8. Divisions of Logic. -- (1) It is usual to divide logic into two branches: formal and real logic. This division, which is of relatively recent date, is very questionable:
(a) It is. obviously inspired by certain arbitrary theories of Kant's philosophy.{1}
(b) The questions ordinarily discussed in real logic constitute for us the object of a treatise which comes next after psychology, and which we call criteriology (science of the criterion of truth and certitude), or analysis of certain knowledge.
(2) Formal logic is generally divided into three parts, treating respectively of apprehension, of judgment, and of reasoning. This division, which is unimpeachable, is borrowed from the material object of logic. Without rejecting it, we prefer:
(3) Another division, which squares better with the general distribution of every philosophic study{2} and is inspired by the study of logical order by its four causes, efficient, material, formal and final.{3}
The study of the efficient cause of logic belongs, properly speaking, to psychology. Here it forms the object of a Preliminary Chapter (Chap. I). The First Part of the treatise on logic will have for its object concepts and terms, the materials of logical order: The Material Cause of logical order (Chap. II).

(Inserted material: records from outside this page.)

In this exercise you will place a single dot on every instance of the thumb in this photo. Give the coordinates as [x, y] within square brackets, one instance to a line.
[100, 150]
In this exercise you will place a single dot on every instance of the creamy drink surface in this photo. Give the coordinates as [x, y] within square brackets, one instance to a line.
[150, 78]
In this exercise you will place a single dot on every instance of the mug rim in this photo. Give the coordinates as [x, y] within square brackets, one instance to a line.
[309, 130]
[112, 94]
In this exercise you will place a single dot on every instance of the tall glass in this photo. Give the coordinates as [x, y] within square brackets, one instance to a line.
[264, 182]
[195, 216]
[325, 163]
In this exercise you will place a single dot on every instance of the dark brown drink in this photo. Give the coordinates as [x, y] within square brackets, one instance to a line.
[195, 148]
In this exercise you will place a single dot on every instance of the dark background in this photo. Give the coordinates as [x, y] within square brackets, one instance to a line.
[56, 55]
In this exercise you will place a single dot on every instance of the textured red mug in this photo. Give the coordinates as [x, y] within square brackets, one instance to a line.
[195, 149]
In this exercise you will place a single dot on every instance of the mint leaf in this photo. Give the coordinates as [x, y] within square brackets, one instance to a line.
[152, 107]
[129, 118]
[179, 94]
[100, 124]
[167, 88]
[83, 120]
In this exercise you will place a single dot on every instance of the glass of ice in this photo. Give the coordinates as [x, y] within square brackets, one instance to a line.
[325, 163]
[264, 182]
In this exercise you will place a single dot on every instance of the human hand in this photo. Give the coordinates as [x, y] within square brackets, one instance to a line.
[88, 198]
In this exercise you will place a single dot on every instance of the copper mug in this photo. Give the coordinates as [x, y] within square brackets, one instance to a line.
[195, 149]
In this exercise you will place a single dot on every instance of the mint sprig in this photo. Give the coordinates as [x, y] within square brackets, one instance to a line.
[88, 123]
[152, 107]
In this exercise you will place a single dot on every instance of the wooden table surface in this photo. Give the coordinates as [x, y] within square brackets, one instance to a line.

The Second Part will have for its object the arrangement of these materials, their deliberate disposition in judgments, reasoning, system, to secure the knowledge of truth: Formal Cause of logical order (Chap. III).
A concluding chapter will have for its object the employment of rational order in the service of science and philosophy: Final Cause of logical order (Chap. IV).{4}
{1} See Criteriology, no. 42.
{2} Cf. the beginning of an opusculum in logic reckoned among the works of St. Thomas: De totius Logicae Aristotelis Summa. Op. XLIV, Procemium. Ed. Parm.
{3} Cf. General Metaphysics, fourth part.
{4} These four causes of logical order are mentioned in the definition of logic [1] and in the text of St. Thomas: Logic is the "art by which the act of the reason itself [material cause] may be directed [formal cause], by which man [efficient cause] may proceed easily and correctly in the very act of reasoning [final cause]."